MoveOnlyInt returnObject() {
    MoveOnlyInt retval(42);
    return retval;
}

If you try to pass an object as an argument like this:

int byValue(MoveOnlyInt mo);
...
byValue(mo);

a regular class would get copied but for a move-only type you get a compiler error:

./prog.cpp:39:13: error: call to deleted constructor of 'MoveOnlyInt'
    byValue(mo);
            ^~
../prog.cpp:13:5: note: 'MoveOnlyInt' has been explicitly marked deleted here
    MoveOnlyInt(const MoveOnlyInt &) = delete;
    ^
../prog.cpp:22:28: note: passing argument to parameter here
int byValue(MoveOnlyInt mo) {

Instead you have explicitly tell the compiler to move the object:

byValue(std::move(mo));

Some of you might have spotted a potential issue. Since a MoveOnly object can be converted to an int and there is a constructor that takes an int, that could create two objects for the same underlying integer. Like this:

MoveOnlyInt mo(42);
MoveOnlyInt other(mo);

The compiler output looks like the following:

../prog.cpp:37:14: error: call to deleted constructor of 'MoveOnlyInt'
    MoveOnlyInt other(mo);
             ^     ~~
../prog.cpp:13:5: note: 'MoveOnlyInt' has been explicitly marked deleted here
    MoveOnlyInt(const MoveOnlyInt &) = delete;

The compiler prevents creating invalid objects.

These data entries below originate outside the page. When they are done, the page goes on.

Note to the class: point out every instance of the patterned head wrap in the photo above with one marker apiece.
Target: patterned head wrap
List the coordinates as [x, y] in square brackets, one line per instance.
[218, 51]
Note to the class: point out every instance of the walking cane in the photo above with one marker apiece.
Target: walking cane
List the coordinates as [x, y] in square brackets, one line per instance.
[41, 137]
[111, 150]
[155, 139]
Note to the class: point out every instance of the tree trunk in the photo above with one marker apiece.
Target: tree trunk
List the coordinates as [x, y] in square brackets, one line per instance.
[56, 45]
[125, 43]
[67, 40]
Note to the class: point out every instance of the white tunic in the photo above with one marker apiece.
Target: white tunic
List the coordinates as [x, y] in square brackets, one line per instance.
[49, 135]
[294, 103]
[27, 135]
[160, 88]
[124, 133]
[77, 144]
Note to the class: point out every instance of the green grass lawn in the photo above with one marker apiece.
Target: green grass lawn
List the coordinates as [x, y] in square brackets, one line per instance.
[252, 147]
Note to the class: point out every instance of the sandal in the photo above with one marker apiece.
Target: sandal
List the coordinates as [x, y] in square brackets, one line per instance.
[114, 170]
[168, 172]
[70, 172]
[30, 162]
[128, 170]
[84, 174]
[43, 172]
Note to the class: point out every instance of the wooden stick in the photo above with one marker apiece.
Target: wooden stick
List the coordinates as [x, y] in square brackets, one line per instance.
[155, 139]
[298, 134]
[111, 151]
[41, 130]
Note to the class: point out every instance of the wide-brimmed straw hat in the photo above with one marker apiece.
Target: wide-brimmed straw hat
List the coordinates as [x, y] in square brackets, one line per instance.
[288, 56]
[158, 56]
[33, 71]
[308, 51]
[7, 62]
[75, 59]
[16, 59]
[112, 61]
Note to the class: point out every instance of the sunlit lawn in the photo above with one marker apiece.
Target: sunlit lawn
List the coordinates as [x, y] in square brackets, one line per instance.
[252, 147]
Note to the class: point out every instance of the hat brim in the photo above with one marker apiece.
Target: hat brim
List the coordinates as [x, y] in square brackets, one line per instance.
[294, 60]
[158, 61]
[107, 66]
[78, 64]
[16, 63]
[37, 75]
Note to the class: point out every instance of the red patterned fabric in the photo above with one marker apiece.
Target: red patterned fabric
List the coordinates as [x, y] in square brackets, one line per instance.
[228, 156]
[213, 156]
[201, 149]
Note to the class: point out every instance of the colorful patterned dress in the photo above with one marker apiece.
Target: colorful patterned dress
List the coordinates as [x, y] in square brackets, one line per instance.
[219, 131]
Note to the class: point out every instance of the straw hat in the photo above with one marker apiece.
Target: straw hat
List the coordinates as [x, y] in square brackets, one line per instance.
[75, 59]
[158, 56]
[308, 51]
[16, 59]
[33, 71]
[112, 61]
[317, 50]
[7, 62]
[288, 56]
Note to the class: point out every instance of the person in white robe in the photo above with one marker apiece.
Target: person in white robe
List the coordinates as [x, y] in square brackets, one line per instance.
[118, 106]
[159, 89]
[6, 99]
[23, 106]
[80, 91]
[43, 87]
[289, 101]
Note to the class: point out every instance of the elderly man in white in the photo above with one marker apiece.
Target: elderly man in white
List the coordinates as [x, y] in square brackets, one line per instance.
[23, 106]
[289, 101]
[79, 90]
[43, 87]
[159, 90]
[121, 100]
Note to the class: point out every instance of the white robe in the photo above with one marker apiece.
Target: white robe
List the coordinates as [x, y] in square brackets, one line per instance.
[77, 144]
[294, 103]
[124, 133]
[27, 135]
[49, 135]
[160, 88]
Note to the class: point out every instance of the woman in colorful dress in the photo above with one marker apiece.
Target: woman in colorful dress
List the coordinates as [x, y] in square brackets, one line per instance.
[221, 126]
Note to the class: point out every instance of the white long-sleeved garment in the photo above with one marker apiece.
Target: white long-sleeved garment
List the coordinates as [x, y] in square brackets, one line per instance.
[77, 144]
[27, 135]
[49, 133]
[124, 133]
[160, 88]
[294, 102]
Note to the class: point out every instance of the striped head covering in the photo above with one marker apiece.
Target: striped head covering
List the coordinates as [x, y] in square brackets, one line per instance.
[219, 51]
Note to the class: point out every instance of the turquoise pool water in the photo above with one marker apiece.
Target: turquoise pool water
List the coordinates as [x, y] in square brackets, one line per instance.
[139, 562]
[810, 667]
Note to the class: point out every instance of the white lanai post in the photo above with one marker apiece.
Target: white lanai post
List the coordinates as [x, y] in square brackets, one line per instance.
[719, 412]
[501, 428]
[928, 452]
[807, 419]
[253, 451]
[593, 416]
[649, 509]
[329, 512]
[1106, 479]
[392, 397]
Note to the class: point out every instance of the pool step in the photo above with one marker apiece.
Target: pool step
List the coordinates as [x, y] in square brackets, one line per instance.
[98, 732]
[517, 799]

The wrapper object has zero memory overhead compared to a plain int and code generation changes are minimal. The interested reader is encouraged to play around with the compiler explorer to learn what those are.

Is this just as good as native Rust then?

No. Rust's borrow checker does more and is stricter. For example in C++ you can use a moved-from object, which may yield a null pointer dereference if your underlying type was a pointer. You won't get a use-after-free error, though. On the other hand this class is 18 lines of code that can be applied to any existing C++ code base immediately whereas Rust is a whole new programming language, framework and ecosystem.

Anyone is also free to do the wrong thing and take a copy of the integer value without telling anyone but this issue remains in every other language as well, even in unsafe Rust.


2 comments:

  1. Hi,
    thanks for the article!

    As a sidenote, it is a good idea to mark your `move` operators with `noexpect`. See [http://isocpp.github.io/CppCoreGuidelines/CppCoreGuidelines#c66-make-move-operations-noexcept] for details.

    ReplyDelete
  2. Sure, but it was left out for clarity as it has no direct bearing on the issue at hand.